Crucially, Tepper and his team may have concluded that a long-awaited turnaround in China’s economy may be within reach.

The Chinese economy could recover

China’s economy has actually been in recession since COVID-19, as the country is not using US vaccines and therefore tries to lock down the country every time there is a new outbreak, disrupting business. In addition, the government has moved to tighten regulations on the country’s leading technology companies, limiting their growth and often suggesting or imposing spin-offs and asset sales. Additionally, China expanded its real estate bubble, causing many major real estate developers to go bankrupt, leaving many prepaid housing projects unfinished.

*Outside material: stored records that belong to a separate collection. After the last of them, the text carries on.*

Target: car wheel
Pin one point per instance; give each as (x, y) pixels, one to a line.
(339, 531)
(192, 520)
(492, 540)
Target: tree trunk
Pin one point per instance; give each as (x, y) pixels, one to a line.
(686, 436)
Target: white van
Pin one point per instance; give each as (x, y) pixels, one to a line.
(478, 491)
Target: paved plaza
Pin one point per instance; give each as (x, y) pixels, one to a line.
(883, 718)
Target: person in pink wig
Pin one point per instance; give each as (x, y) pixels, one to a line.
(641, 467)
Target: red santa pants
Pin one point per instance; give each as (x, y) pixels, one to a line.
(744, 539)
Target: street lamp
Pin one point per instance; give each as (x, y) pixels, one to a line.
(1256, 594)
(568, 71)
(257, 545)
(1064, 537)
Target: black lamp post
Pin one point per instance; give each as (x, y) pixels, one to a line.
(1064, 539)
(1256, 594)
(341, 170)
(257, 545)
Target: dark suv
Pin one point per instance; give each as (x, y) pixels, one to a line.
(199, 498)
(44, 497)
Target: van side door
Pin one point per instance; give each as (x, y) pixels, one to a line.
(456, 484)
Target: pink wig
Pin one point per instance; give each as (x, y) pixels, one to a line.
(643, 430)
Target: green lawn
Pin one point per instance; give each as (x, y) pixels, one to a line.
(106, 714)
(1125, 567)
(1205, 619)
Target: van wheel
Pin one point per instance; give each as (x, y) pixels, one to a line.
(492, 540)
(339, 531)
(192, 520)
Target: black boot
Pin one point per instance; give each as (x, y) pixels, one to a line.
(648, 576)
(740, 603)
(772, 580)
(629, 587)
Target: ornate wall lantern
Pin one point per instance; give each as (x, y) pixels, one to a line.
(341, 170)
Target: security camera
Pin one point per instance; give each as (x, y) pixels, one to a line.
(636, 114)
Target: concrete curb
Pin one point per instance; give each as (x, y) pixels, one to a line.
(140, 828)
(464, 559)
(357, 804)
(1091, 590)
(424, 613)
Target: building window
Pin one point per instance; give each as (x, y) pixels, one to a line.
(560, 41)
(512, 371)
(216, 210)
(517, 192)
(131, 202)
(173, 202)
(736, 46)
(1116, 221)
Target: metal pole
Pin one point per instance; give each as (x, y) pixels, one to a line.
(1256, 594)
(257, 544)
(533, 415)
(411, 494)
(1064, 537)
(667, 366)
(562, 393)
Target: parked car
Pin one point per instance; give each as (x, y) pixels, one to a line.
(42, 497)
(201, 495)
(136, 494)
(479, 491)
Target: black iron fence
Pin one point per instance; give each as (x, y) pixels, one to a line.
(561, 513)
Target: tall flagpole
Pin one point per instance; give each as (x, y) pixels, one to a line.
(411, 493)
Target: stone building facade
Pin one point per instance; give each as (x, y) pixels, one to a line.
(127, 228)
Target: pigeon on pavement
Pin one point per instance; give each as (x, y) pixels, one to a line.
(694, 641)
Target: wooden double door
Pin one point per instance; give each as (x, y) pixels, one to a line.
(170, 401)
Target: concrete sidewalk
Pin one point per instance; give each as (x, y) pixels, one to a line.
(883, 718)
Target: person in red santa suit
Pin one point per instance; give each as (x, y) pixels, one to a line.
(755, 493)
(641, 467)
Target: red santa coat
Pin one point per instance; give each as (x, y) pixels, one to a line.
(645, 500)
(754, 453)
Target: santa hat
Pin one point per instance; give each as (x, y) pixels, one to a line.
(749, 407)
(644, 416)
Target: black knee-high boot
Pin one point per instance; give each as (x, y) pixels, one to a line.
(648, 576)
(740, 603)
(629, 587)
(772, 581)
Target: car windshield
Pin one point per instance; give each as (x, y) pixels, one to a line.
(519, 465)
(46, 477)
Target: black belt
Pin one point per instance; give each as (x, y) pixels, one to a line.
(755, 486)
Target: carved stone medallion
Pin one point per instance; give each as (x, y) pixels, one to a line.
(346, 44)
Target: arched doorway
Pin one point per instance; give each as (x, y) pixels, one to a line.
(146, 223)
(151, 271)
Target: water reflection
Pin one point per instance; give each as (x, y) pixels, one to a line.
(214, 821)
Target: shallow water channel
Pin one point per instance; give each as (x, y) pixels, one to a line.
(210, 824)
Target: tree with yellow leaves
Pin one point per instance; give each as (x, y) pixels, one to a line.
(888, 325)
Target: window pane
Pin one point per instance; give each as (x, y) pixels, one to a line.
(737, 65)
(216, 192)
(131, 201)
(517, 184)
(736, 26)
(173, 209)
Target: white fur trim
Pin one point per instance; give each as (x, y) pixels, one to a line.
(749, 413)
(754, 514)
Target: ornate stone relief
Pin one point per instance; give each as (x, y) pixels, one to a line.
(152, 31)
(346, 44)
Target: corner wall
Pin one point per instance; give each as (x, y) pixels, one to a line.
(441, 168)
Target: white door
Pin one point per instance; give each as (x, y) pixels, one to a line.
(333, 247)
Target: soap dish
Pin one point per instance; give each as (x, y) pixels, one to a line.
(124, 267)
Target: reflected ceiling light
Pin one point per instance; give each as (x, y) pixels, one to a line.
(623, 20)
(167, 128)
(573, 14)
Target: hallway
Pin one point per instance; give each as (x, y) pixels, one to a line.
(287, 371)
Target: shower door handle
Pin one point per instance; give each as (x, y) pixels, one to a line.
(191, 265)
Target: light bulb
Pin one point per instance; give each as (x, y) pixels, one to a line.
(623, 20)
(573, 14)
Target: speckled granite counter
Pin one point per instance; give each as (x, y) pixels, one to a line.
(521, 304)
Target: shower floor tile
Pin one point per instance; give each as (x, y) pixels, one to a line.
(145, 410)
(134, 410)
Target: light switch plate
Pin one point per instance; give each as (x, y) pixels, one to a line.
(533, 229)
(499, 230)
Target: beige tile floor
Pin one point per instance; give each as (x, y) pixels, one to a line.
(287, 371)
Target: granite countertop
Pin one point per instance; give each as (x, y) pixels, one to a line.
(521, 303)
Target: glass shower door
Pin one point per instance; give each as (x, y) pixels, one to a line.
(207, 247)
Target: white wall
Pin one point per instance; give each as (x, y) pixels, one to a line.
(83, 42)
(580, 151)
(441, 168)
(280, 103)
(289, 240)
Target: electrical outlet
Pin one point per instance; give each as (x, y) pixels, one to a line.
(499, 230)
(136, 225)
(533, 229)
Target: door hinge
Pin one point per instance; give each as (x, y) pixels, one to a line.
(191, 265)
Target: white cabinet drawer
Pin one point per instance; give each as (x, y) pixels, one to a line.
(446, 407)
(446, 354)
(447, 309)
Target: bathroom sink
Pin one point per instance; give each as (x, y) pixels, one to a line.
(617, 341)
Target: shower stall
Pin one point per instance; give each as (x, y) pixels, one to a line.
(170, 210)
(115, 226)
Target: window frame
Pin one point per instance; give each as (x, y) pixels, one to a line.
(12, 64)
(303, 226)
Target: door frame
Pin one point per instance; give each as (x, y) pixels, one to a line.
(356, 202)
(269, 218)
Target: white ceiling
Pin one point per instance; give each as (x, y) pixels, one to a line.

But over the past year, the government appears to have done an about-face, easing the regulatory burden on tech companies while trying to boost the economy and encourage growth. The result has been six consecutive months of positive growth in China’s manufacturing sector, as shown by the Caixin/S&P Global Manufacturing PMI. And perhaps most importantly, Chinese authorities have recently considered buying unfinished housing projects from bankrupt developers and turning them into affordable housing or rental properties. Healing the real estate sector would be key to stabilizing China’s economy.

Billionaire David Tepper Goes Bargain Hunting: 6 Stocks He Just Bought

Image source: Getty Images.

Chinese tech giants are extremely cheap

It appears that Tepper’s team anticipated a resumption of growth in the country, or that AI could help Chinese tech giants, which own U.S. tech stocks. At the same time, major Chinese tech stocks have fallen to absolutely ridiculous valuations, especially compared to high-flying US tech stocks. PDD Holdings now trades at just 12 times earnings, while Alibaba, JD and Baidu each trade between 8 and 9 times this year’s estimated earnings.

BABA PE Ratio Chart (Forward)BABA PE Ratio Chart (Forward)

BABA PE Ratio Chart (Forward)

In light of cheap valuations and resuming growth, most Chinese technology companies have rationalized costs and launched large share buyback programs. Alibaba increased its repurchase authorization by $25 billion in the first quarter and repurchased $4.8 billion of its shares in the first quarter, reducing its share count by 2.6% in a single quarter. repurchased $1.2 billion, or 2.8% of its shares, in the first quarter, before authorizing another $3 billion program. And Baidu authorized a $5 billion stock repurchase program in February, repurchasing $898 billion of its stock this year according to its first-quarter earnings report.

So, it’s perhaps not surprising to see Tepper trim some of his U.S. AI winners while rebalancing toward much cheaper Chinese tech stocks by buying back their shares, especially if he and his analysts also believe that the Chinese economy will continue to recover.